In 1987, off Maryland Route 228 in Charles County, an old dilapidated house quietly waited for a bulldozer to come by and finish what the years had slowly been trying to do: level it. But fate had another plan for this house, one you wouldn’t have given a second look at had you driven by it, for within its collapsing exterior walls stood sills and joists, mortise and tenons, riven clapboard and other tell-tale signs of construction that happened sans electricity.


With the help of the Phillip family who owned the property and the home and countless others, particularly J. Richard Rivoire an architectural historian, the house which has become known as the “Laurel Branch” house was carefully disassembled during the summer of 1987 and moved to the National Colonial Farm where it could be reconstructed and become the center point of the Accokeek Foundation’s interpretive program.


Believed to have been originally built in the last quarter of the 18th century, the Laurel Branch house was a simple one-story two-room dwelling of modest dimensions and appearance. Deeper than wide, room behind room, and exterior chimneys at one end the house was typical of an architectural style popular in lower Southern Maryland from the second half of the 18th century well into the first half of the 19th century. Homes of this style and construction were often owned by tradespeople or small landowners of modest means. As typical as this house is it is also in many ways atypical.

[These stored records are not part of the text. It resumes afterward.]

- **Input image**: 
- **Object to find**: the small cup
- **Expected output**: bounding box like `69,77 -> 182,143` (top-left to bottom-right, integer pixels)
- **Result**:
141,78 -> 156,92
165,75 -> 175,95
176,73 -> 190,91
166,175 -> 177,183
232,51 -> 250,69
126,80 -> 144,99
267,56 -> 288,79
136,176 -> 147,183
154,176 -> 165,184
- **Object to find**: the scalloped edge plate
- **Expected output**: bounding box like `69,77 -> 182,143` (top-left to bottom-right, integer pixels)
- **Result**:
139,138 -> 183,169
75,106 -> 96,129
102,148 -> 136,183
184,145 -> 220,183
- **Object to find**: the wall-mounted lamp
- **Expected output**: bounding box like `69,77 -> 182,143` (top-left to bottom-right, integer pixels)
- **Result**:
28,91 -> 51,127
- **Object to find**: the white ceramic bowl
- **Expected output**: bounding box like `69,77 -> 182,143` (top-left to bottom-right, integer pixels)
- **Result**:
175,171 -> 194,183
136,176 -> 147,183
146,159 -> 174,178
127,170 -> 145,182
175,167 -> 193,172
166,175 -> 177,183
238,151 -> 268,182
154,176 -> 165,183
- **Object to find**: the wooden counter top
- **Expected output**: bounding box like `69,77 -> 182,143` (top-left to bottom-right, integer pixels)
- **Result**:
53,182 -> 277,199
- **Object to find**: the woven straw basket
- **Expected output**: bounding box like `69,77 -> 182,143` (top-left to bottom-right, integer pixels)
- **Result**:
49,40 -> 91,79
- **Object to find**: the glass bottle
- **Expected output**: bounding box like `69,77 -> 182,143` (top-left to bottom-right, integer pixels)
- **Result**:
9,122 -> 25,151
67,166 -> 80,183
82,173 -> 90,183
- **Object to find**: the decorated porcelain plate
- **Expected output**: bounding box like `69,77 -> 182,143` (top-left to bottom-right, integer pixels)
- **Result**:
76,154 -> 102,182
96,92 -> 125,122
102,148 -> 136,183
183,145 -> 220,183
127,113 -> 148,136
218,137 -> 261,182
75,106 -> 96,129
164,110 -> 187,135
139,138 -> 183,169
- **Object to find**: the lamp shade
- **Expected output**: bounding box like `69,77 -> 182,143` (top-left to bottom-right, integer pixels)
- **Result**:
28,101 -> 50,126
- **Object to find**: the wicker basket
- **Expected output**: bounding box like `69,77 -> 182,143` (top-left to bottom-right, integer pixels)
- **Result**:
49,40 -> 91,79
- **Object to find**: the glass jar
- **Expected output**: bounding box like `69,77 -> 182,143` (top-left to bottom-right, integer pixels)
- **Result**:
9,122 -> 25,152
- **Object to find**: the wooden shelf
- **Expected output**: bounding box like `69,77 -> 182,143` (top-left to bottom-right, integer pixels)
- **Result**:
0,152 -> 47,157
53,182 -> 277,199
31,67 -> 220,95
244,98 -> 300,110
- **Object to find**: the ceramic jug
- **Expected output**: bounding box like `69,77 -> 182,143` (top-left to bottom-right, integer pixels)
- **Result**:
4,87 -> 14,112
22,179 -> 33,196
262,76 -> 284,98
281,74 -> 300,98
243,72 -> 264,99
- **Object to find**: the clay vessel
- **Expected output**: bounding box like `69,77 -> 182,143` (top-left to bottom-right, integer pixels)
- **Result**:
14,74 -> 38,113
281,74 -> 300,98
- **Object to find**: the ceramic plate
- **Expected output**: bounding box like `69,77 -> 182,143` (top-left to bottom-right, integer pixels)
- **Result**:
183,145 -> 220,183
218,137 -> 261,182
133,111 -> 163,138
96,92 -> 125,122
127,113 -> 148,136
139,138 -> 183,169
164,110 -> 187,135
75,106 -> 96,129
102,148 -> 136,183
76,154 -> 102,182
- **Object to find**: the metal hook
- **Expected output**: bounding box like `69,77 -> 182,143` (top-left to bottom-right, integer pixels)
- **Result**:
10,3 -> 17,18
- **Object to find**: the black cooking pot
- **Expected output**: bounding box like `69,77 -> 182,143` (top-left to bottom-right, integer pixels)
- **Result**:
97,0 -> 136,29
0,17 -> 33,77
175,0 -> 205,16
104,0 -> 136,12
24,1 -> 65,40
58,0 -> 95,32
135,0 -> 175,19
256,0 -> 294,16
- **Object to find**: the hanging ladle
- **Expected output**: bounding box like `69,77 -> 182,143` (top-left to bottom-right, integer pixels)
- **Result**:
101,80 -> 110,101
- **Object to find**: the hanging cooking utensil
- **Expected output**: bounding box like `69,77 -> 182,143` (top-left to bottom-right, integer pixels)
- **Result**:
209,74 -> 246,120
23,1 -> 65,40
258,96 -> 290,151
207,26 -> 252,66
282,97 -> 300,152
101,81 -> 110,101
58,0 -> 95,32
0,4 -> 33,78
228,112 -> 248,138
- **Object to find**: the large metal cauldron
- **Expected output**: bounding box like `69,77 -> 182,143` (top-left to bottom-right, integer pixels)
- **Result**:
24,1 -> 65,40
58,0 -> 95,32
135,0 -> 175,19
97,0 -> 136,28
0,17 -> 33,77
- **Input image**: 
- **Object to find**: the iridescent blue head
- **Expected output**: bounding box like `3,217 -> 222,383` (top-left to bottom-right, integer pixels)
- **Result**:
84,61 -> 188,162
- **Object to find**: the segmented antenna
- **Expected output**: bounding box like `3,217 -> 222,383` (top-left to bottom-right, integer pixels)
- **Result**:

What makes this home more interesting is the way it was constructed. Much of it is far less “sophisticated” than one might think. Its sills and joists were laid without any support and riven clapboard of less than ideal dimensions were used in the construction of the roof and attic partitions. There is evidence that the ceiling rafters and joists were made from improperly dried wood and warped shortly after construction. No doubt other homes were built using these shortcuts, and no wonder only one, Laurel Branch, survived.
If there is one aspect of the house that is the most interesting and helps us date it more precisely it is the two small, cater-cornered fireplaces. Laurel Branch is the only example of this room behind room plan with such fireplaces recorded in Charles County or as far as is known, in all of Southern Maryland. This design of corner fireplaces was common in the area between 1740 and 1770 and given all the other data the house is generally agreed to have been built circa 1770.